Paul W. Barada
I’ve been trying to decide which day is more exciting: Christmas Eve Day or Christmas Day. How, one might wonder can today, Christmas Eve, compare to the joy of Christmas Day itself? Well, there’s the thrill of the anticipation of looking forward to tomorrow morning. There’s the comfort, at least for some, that all the shopping, wrapping, ribbon-tying, name-tag attaching, and tree decorating is complete. And there’s the complete sense of peace that finally comes from being able to sit down and bask in the warm soft glow of the Christmas tree lights.
Now, for children it’s an entirely different story. The anticipation of Santa’s arrival is the best kind of excitement there is.
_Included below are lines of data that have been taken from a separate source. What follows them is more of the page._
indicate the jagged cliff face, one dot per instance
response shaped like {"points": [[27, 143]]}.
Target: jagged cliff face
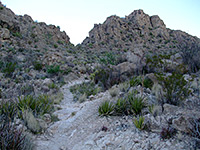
{"points": [[136, 31], [22, 31]]}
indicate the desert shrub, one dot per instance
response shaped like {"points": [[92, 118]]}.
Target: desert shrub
{"points": [[109, 58], [157, 62], [147, 83], [106, 109], [136, 103], [135, 81], [139, 123], [175, 88], [12, 138], [195, 128], [113, 92], [84, 90], [8, 109], [17, 34], [53, 69], [37, 65], [167, 133], [55, 46], [190, 55], [106, 77], [9, 68], [38, 105], [121, 107]]}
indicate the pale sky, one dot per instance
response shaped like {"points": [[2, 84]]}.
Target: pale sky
{"points": [[77, 17]]}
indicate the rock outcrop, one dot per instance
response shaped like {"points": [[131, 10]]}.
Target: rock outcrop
{"points": [[137, 31], [34, 34]]}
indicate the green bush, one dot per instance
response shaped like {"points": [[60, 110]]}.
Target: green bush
{"points": [[136, 103], [52, 69], [175, 88], [167, 133], [106, 109], [38, 105], [8, 109], [84, 90], [12, 138], [148, 83], [106, 77], [139, 123], [121, 107], [9, 68], [135, 81], [37, 65]]}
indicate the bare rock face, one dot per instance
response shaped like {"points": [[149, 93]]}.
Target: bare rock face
{"points": [[28, 33], [137, 31]]}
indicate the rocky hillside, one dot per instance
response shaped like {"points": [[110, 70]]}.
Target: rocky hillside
{"points": [[132, 84], [137, 33]]}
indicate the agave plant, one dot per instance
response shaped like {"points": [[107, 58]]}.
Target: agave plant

It is difficult for children to go to sleep on Christmas Eve and very easy for them to wake up before dawn tomorrow to see what Santa has left them. That’s one of those stomach-tingling events that most adults can remember from their own childhoods.
The only parents out there who aren’t looking forward to reaching that point this evening where flopping down in a comfortable chair is the ultimate goal are the ones with some toys yet to assemble that have written on them, “some assembly required.” Those three little words may rank as the most classic understatement of all time. To read, “some assembly required” means at least a dozen plastic packages, a new set of tools, and the flexibility of a contortionist to undertake the task. The first step is finding a pair of scissors to be able to get into the plastic packages that contain all the little parts that are required to give real meaning to “some assembly required.”
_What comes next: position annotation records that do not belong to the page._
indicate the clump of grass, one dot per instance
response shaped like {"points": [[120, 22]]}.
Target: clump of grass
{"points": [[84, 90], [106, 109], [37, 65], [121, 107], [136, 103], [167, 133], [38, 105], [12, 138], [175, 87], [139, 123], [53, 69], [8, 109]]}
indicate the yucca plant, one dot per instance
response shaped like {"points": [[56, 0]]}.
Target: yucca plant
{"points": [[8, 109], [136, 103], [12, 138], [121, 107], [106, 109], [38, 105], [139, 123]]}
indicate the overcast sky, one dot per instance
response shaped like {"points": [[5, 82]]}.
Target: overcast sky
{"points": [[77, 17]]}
Then, of course, there’s the assembly manual which, as I recall, contains at least 35 steps in the assembly process. Furthermore, most toy assembly instruction manuals are printed in at least two languages, sometimes more – same drawings, but totally different languages. Ordinarily, that’s not a problem unless you’re lying on the floor trying to figure out how Tab A fits into Slot B. A quick glance for further assistance and you notice that, somehow, you’ve managed to turn to the section of the manual that’s written in Spanish!
One of the other assembly joys is discovering that you’re one piece short – not that it isn’t in the house somewhere; but, in the process of assembly, it’s somehow managed to hide itself in a discreet place far away from the assembly area. Usually it’s not just any old piece without which the toy will work just fine, but that one essential piece without which the thing won’t work at all!
By now, it’s getting close to midnight, and you’ve resorted to the trusty claw hammer to bang a “doesn’t quite fit” piece into place and you’re thinking about getting out the electric drill to enlarge the holes into which the two-dozen Phillips-head screws are supposed to fit, but don’t.
Finally, however, you’ve got most of the toy assembled; and there are only a few spare parts that don’t seem to fit anywhere, instructions or not – except for the decals. Decals must have been invented by someone who intended the adhesive to hold cement blocks together! Boy, if you get a decal in the wrong place or not quite centered on the spot where the instructions on page 42 say it’s supposed to go – just try and get that decal off without tearing it…an almost impossible task. Worse yet the decal may pucker when applied to the toy instead of lying smoothly in its proper place. The chances of smoothing out that pucker are very slim, if it can be done at all.
Now, it’s about 1:30 in the morning, and you’re starting to lose patience with the toy that’s nearly assembled, but not quite. Looks good to you, but your spouse has the temerity to suggest that little Huey will notice that Tab A isn’t securely inserted into Slot B, which means backing up a few steps and doing them all over again!
I can remember several Christmas Eves trying to bang the lock nut into place with my hammer so the wheels would stay on and wondering what sadistic maniac created this impossible “toy.” Along about 2:00 a.m. you find yourself no longer caring if the thing gets fully assembled or not; but, rather than disappoint the child, who will be waking up in just a couple of hours, you press on until it’s finally assembled and ready to be placed under the Christmas tree. At that point you fall into bed, completely spent, only to be awakened a few short hours later by enthusiastic screams of little ones too excited to sleep another minute! So, everyone but you rushes downstairs to see what Santa has left. You stagger down the stairs, hoping that you remembered to put all the tools away and out of sight.
Things go swimmingly until little Huey comes to a present sent by a loving relative. As the wrapping paper flies in every direction, the child’s pent-up excitement reaching its crescendo, you see before you a fabulous new toy that your child can’t wait to play with, but for those three magic words on the outside of the box, “some assembly required.”
That’s –30- for this week, and have a very Merry Christmas!